A different perspective
Coming back to our initial crisis-and-reforms consideration, it seems that, to date, anti-copyright practices have been considered as the crisis, whereas the various pieces of legislation and bills have unsuccessfully attempted to solve it. However, if one tries to look at the issue from a different perspective, the IP legislation may be seen as the problem and the all-you-can-share phenomenon as the solution.
This is indeed the approach that has been endorsed by two different initiatives. The first – and mildest – one is Creative Commons, a non-profit organization that, since 2001, has been providing “a set of copyright licenses and tools that create a balance […] between the reality of the Internet and the reality of copyright laws”, whilst the second one – and more revolutionary – is the Darknet Plan, launched a year ago by Chis Bresee, seventeen-year-old, who started a project aimed at creating “a mesh-based version of the Internet that wouldn’t be subject to the control of any corporation or government, with a focus on anonymity, peer-to-peer architecture and strong resistance to censorship”.
These initiatives are linked by their respective objectives.
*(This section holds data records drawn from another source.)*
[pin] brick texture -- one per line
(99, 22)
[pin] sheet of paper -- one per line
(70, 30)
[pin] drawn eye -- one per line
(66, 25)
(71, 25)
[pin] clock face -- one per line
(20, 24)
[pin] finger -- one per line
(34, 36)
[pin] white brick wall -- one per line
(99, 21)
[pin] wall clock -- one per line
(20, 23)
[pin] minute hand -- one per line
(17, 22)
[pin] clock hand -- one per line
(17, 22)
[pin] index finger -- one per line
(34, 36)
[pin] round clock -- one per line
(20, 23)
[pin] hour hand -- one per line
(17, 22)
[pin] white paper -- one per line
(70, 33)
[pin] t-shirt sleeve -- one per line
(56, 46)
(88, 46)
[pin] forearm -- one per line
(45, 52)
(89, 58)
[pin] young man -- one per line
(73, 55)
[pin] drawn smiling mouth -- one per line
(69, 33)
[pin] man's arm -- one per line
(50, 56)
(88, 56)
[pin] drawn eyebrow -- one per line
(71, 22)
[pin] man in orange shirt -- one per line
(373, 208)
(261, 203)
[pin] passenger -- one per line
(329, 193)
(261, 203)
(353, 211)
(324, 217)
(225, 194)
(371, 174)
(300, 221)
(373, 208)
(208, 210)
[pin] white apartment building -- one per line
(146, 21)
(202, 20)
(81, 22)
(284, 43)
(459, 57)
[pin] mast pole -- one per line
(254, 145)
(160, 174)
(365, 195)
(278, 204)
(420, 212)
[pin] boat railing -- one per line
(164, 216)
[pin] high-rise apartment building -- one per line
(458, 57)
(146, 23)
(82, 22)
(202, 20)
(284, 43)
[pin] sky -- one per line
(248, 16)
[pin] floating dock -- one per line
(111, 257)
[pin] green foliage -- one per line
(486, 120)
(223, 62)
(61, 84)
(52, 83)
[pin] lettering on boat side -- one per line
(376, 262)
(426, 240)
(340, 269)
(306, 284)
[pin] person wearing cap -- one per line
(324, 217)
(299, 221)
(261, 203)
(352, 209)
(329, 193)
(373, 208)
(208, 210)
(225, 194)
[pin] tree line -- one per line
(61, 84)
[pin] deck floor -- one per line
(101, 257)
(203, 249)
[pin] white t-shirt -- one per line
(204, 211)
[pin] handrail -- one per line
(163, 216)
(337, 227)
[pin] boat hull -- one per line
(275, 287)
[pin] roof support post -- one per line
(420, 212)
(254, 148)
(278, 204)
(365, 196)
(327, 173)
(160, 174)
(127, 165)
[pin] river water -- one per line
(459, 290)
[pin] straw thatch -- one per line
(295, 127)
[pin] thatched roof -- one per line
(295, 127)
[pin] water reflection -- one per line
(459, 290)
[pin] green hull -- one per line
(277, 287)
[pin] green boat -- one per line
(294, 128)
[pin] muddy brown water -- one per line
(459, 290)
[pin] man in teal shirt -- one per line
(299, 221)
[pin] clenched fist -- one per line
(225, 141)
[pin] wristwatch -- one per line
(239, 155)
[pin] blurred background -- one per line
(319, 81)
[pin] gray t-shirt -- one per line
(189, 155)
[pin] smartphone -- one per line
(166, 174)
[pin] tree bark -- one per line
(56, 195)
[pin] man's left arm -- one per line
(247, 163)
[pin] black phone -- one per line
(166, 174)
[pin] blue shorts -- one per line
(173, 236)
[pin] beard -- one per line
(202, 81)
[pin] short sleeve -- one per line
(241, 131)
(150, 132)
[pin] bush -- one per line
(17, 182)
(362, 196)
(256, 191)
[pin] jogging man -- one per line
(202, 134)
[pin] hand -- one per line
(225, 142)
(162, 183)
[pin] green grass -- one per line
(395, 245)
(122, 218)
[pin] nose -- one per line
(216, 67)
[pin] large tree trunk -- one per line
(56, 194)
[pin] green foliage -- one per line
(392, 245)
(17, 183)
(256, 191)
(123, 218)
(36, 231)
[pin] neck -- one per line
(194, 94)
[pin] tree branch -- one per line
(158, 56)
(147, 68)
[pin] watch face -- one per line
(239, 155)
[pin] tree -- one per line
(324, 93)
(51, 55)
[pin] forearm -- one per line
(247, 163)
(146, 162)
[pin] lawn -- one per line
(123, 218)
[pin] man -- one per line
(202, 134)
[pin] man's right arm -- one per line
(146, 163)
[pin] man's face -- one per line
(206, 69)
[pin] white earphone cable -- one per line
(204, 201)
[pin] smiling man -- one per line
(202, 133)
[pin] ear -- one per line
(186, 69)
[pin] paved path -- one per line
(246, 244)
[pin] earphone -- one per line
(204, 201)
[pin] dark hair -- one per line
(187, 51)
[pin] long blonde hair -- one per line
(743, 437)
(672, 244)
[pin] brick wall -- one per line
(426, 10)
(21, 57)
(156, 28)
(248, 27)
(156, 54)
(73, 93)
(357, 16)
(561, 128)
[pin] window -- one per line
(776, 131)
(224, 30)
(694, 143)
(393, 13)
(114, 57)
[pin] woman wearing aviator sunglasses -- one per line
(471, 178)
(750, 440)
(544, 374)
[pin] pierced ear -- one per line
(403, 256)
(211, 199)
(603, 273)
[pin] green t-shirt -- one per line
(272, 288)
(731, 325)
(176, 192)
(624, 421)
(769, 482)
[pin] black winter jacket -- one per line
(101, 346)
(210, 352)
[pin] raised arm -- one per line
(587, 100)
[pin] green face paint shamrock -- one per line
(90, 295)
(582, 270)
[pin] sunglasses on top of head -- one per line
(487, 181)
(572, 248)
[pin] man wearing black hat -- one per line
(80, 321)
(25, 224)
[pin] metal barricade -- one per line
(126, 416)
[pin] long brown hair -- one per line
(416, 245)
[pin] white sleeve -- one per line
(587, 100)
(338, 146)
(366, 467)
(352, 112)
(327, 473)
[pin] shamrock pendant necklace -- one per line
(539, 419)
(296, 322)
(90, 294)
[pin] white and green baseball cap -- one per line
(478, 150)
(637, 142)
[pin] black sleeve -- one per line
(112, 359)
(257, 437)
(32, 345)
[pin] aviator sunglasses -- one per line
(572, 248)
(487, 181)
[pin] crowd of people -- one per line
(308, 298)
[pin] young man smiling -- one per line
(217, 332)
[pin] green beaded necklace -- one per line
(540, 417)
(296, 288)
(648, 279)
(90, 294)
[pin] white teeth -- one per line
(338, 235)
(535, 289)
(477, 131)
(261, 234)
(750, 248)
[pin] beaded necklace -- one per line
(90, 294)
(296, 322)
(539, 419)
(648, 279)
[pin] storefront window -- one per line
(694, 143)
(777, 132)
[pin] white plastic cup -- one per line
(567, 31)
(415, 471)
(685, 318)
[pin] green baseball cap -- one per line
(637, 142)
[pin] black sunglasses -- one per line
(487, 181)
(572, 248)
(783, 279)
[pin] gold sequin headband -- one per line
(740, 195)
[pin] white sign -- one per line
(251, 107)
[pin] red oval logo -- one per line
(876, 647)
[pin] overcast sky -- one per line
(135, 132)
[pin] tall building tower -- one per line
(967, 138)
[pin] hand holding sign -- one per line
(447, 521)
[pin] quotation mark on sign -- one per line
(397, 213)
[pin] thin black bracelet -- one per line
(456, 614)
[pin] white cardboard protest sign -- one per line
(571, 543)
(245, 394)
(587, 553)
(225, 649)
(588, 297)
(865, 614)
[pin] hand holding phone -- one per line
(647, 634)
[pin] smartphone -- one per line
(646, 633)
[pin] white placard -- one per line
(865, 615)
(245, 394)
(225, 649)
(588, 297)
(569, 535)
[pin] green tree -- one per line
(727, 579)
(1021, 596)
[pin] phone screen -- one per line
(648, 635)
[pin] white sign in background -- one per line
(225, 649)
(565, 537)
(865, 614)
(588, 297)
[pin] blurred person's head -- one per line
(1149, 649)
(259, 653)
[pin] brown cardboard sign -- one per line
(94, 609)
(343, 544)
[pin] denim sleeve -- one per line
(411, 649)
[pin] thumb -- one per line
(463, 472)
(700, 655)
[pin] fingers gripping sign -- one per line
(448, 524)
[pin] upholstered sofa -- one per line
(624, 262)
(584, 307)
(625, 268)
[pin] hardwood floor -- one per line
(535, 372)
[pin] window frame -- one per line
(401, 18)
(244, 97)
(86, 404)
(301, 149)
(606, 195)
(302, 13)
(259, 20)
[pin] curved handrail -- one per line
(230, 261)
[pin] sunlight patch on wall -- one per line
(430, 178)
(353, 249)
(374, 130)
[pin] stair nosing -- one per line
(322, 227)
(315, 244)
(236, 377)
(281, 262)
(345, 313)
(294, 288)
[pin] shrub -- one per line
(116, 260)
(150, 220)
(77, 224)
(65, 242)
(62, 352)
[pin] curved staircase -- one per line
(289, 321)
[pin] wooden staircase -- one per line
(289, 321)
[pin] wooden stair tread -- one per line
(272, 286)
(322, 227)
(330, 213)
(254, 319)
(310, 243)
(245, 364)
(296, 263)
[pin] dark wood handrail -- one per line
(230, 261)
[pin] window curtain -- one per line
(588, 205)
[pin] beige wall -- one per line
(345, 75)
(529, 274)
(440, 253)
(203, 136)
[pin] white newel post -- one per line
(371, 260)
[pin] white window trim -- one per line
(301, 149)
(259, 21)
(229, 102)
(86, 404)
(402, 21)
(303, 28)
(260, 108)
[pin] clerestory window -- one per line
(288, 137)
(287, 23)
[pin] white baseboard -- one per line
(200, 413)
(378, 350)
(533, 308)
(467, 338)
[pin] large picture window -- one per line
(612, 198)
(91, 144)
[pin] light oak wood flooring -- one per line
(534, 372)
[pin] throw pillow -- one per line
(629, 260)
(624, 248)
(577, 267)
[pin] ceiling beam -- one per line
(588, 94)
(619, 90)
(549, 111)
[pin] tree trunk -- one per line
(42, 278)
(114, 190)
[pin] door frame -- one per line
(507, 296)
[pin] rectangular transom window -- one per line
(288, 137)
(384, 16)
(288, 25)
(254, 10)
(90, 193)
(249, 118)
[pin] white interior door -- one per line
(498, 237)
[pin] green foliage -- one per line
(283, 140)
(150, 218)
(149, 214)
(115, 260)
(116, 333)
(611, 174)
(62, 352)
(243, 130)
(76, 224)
Indeed, they both craft an alternative to a strict form of copyright enforcement: Creative Commons could be seen as an attempt to conciliate the copyright model and the open nature of the Internet, whereas Darknet has to be considered as the bold reaction to a bold SOPA.
So far, Creative Commons has demonstrated its great value, creating a flexible framework to globally protect authors without jeopardizing the sharing potential of the Internet, whilst Darknet is still an extraordinary ambitious project, based on the “nuclear option” of replacing the Internet with a mesh-network.
The moral
IP v. sharing remains an “unsolved problem”, however, one may fairly assert that civil society initiatives have proved to be more captivating than governmental ones.
Indeed, the Internet community wants to keep on sharing. Imposing a draconian copyright enforcement framework doesn’t seem, to this author, to be the most suitable strategy: the stricter will be the copyright enforcement, the bolder the answer of an incredibly creative Internet community will be.
If this was an Aesop fable, the moral would be: “necessity is the mother of invention”.